Saya sudah pernah diwawancarai oleh majalah Ijtihad Sidogiri, bahwa Hari Santri itu bahkan Hari Ulama Kiai itu tanggal 10 November (Hari Pahlawan), tapi di sejarah disebut “Arek-arek Surabaya”. Itu sebenarnya santri yang berani dan jadug (sakti). Yang saya ketahui, yang merobek bendera Belanda itu adalah mertuanya KH Hamid Baidhawi Lasem dari Bojonegoro. Dulu beliau pernah belajar di Pondok Pesantren Termas. Kamarnya itu angker sekali sampai sekarang. Beliau ahli wiridan dan jadug, jarang orang berani masuk kamar itu sampai sekarang. Dialah yang berani merobek, padahal di belakangnya ada tentara Belanda dan Sekutu yang canggih.

Bahaya Laten Komunis dan Cina

Dan perlu saya informasikan disini, pada catatan sejarah yang berbeda, saya diberitahu oleh orang Arab tapi bukan habib. Ada tamu dari Malang, waktu itu datang pada saya masih agak muda. Dia bercerita, “Ati-ati, Gus. Ada istilah bahaya laten. Ada dua, ada komunis, ada Cina. Jangan hanya PKI saja, Cina juga bahaya laten.” Dia cerita bahwa ketika Sekutu datang ke Surabaya, sebelum mereka datang itu orang-orang Cina memecah batu-batu menjadi kerikil lalu ditaburkan di depan rumah umat Islam khususnya bapak-bapak haji karena Surabaya itu tempatnya orang-orang kaya dulu. Zaman Belanda orang Islam banyak yang makmur. Makanya NU berdiri dan kiai berani mendirikan NU karena di belakang kiai banyak pak kaji-pak kaji. Mereka kaya. Bukan pak kaji sekarang yang mengantri sampai 25 tahun. Dulu mereka kaya-kaya.
Saya punya mbah, Kiai Baidhawi sebelum menikah dengan mbah saya dari Blora itu nikah dengan anak kiai yang alim, sakti, dan kaya dari Rembang. Dia berhaji dengan nyarter (menyewa kendaraan. Dia tidak mau ke Semarang, apalagi ke Jakarta. Dia menyewa kapal, kapalnya disuruh ke Rembang.

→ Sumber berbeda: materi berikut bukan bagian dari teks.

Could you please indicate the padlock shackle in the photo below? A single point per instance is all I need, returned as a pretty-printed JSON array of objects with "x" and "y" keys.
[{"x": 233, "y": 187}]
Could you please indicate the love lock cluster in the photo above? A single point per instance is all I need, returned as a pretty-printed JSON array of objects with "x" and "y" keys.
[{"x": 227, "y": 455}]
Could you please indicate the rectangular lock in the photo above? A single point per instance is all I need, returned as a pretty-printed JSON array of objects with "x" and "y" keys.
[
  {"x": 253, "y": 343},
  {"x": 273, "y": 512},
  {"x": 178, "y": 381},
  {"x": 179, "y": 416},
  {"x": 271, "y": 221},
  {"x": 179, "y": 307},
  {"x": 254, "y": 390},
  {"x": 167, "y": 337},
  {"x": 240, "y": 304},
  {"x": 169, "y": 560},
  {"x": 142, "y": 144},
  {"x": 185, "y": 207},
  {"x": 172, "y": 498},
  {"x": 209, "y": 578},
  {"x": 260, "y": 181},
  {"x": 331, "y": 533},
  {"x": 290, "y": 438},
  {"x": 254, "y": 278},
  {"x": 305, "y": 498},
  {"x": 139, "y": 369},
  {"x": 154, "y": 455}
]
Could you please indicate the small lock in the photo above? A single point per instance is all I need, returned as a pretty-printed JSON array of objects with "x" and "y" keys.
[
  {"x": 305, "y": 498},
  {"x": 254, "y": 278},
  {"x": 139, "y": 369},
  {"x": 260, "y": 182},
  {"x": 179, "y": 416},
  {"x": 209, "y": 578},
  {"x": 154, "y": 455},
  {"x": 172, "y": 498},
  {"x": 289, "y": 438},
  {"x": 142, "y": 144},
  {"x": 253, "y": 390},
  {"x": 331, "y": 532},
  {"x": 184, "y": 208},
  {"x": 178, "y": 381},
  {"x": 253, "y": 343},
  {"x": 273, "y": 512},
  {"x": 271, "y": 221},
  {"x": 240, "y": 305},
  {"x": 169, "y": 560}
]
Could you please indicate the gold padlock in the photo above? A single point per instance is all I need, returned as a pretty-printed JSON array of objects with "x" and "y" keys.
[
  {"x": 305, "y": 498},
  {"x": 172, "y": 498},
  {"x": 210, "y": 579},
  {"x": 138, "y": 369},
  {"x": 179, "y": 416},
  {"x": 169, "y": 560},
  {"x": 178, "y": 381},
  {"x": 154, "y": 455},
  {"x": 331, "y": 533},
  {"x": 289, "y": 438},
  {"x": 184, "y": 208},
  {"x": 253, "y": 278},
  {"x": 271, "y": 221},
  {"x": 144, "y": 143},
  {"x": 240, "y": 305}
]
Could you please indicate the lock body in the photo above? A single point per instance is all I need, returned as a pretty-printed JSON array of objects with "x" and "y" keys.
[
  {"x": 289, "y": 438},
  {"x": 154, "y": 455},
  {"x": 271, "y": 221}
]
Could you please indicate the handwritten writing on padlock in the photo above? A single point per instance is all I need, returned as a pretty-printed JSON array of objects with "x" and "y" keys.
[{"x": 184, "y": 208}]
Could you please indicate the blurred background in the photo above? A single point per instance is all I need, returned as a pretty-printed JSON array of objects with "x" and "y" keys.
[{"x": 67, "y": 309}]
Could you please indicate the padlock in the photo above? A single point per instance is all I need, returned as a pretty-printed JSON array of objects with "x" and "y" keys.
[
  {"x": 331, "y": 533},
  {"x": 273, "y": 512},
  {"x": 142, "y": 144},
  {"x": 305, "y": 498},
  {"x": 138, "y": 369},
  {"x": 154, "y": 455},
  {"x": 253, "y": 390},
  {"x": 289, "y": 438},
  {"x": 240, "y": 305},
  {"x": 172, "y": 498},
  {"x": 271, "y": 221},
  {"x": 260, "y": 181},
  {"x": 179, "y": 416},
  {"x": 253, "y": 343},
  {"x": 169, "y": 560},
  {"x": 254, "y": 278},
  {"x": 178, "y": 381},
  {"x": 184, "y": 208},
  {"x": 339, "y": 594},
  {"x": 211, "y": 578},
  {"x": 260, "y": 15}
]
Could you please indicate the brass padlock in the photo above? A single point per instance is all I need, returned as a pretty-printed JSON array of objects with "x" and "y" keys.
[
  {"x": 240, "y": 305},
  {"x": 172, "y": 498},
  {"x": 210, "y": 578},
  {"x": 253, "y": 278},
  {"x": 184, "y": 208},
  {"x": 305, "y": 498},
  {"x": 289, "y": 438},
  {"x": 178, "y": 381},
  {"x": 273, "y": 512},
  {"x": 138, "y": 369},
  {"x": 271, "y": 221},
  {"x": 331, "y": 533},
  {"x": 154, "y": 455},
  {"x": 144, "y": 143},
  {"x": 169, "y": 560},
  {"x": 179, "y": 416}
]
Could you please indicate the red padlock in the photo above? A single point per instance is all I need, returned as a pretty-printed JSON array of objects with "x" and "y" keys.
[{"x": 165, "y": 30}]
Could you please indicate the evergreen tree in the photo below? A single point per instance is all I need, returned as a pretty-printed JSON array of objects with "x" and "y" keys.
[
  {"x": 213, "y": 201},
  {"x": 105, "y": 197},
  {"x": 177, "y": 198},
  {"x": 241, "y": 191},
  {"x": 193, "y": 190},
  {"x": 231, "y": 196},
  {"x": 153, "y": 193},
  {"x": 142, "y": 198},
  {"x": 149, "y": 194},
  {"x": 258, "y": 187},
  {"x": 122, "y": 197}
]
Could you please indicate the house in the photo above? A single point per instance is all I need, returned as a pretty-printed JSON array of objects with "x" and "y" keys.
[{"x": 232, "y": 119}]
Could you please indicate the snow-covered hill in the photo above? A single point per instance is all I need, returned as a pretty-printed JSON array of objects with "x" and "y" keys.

Luar biasa, kayak-kayak membeli kapal. Orang zaman dulu kalau kadung kaya maka kaya sekali karena Belanda dari sisi ekonomi tidak memeras kepada pribumi secara lahiriah. Akan tetapi dia mengambil sumber daya alam tentunya seperti yang disampaikan pak Mansur yaitu dengan membangun rel-rel kereta api. Tujuannya adalah memudahkan pemantauan kiai-kiai yang ingin berjuang khususnya di kota-kota. Makanya kiai itu kebanyakan di desa, karena kalau di kota diawasi oleh Belanda. Kiai Kholil Rembang Kasingan gurunya Kiai Mahrus Lirboyo tidak boleh mengajar Tafsir Jalalain, hanya Alfiyyah saja. Karena kalau baca Tafsir Jalalain khawatir membangkitkan semangat melawan Belanda.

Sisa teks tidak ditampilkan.